Resolve SCIM Push Group Error
You will have to deactivate and delete the previous SCIM configuration as part of this fix.
- In Okta, click Applications > Applications > Browse App Catalog.
- Search for and select Oracle Identity Cloud Service.
- Click Add Integration.
- In the Subdomain field, enter anything (for example, idcs-a1b2c3d4).
- Click Done.
- Click the Provisioning tab, then click Configure API Integration.
- Click Enable API integration.
- In the Base URL field, enter the saved domain URL:
- In OCI, go to Identity > Domains.
- Click Default.
- Expand the Domain URL field, and click Copy.
- In Okta, paste it into the Base URL field, then append: /admin/v1
- Delete the existing application.
- In OCI, go to Identity > Domains > Default domain > Integrated applications.
- Click the menu (three dots) for the application > Deactivate > Deactivate application.
- Click the menu again > Delete > Delete application.
- Create a new application.
- Click Add application > Confidential Application > Launch workflow.
- In the Name field, enter Okta_IDCS, then click Next.

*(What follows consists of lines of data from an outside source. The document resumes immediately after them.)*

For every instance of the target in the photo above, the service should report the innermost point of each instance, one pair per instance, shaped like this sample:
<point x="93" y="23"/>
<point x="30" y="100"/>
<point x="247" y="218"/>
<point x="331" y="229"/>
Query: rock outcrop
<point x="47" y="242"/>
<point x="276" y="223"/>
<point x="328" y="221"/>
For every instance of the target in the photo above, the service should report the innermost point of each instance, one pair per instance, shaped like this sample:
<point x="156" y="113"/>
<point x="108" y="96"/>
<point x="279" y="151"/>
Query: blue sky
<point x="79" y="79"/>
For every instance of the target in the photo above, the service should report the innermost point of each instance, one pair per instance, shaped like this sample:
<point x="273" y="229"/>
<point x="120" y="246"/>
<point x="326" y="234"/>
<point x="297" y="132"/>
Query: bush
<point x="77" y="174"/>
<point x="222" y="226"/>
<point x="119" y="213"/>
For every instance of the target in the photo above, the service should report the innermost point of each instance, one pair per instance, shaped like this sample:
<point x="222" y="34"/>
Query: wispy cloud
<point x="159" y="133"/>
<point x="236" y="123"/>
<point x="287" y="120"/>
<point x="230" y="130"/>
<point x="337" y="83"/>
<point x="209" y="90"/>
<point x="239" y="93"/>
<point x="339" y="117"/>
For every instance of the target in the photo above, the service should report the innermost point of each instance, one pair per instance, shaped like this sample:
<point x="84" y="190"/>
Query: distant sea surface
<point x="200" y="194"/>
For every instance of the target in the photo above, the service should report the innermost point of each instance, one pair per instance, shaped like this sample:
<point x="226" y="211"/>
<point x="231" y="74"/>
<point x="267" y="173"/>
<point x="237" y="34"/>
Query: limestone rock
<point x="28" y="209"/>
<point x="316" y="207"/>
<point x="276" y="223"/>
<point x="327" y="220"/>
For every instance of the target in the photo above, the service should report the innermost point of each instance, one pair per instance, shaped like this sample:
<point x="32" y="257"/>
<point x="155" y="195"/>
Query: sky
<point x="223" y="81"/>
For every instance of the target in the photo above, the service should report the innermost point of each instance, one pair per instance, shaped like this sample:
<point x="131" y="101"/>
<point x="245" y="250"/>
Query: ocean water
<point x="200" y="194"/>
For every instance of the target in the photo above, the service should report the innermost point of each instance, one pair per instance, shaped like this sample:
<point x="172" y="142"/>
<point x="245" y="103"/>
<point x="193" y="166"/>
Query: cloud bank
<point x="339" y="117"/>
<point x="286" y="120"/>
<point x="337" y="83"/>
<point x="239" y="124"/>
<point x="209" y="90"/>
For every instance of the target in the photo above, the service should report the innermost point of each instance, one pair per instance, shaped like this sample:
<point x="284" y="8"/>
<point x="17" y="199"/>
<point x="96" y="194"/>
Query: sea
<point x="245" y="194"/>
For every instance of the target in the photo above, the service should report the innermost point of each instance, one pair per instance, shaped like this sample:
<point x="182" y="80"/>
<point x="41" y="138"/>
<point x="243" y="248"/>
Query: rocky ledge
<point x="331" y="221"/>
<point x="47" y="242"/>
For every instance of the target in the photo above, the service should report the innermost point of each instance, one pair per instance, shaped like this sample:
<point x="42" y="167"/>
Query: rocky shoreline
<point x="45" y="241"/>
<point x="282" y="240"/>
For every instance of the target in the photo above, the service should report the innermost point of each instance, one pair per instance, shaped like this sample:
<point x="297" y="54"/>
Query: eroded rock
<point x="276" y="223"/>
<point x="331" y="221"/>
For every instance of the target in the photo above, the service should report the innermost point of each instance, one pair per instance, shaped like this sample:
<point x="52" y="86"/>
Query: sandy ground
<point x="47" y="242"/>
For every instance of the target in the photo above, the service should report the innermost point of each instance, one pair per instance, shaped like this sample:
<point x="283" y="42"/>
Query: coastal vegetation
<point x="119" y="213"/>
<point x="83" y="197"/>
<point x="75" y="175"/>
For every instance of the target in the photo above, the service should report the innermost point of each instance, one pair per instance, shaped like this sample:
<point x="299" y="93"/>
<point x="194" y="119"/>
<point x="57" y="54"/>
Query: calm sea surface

- Click Client configuration.
- Enable Client credentials.
- Enable Add app roles.
- Click Add roles.
- Enable User Administrator, then click Add.
- Click Next, then Finish.
- On the application page, click Activate > Activate application.
- Generate a token.
- On the application page, under General Information, copy the Client ID.
- Paste the client ID into a base64 token generator's input field.
- On the application page, under General Information, click Show secret, then click Copy.
- Append the secret to the client ID, then encode and copy the API token.
- In Okta, in the API Token field, paste the API token.
- Click Test API Credentials, then (if successful) click Save.
- Complete the provisioning.
- In Okta, on the Provisioning tab, beside Provisioning to App, click Edit.
- Enable Create Users, Update User Attributes, and Deactivate Users, then click Save.
- Create a test group.
- In Okta, click the Push Groups tab.
- Click Push Groups > Find groups by name.
- In the By name field, enter test_group, then click Save.
- Assign the test group.
- In Okta, click the Assignments tab.
- Click Assign > Assign to People.
- Beside Test_user_SCIM_Prov, click Assign.
- Click Done > Save and Go Back > Done.
- Click the Push Groups tab.
- Under Push Status, set the dropdown to Push now.
- In OCI, refresh and the test group should appear.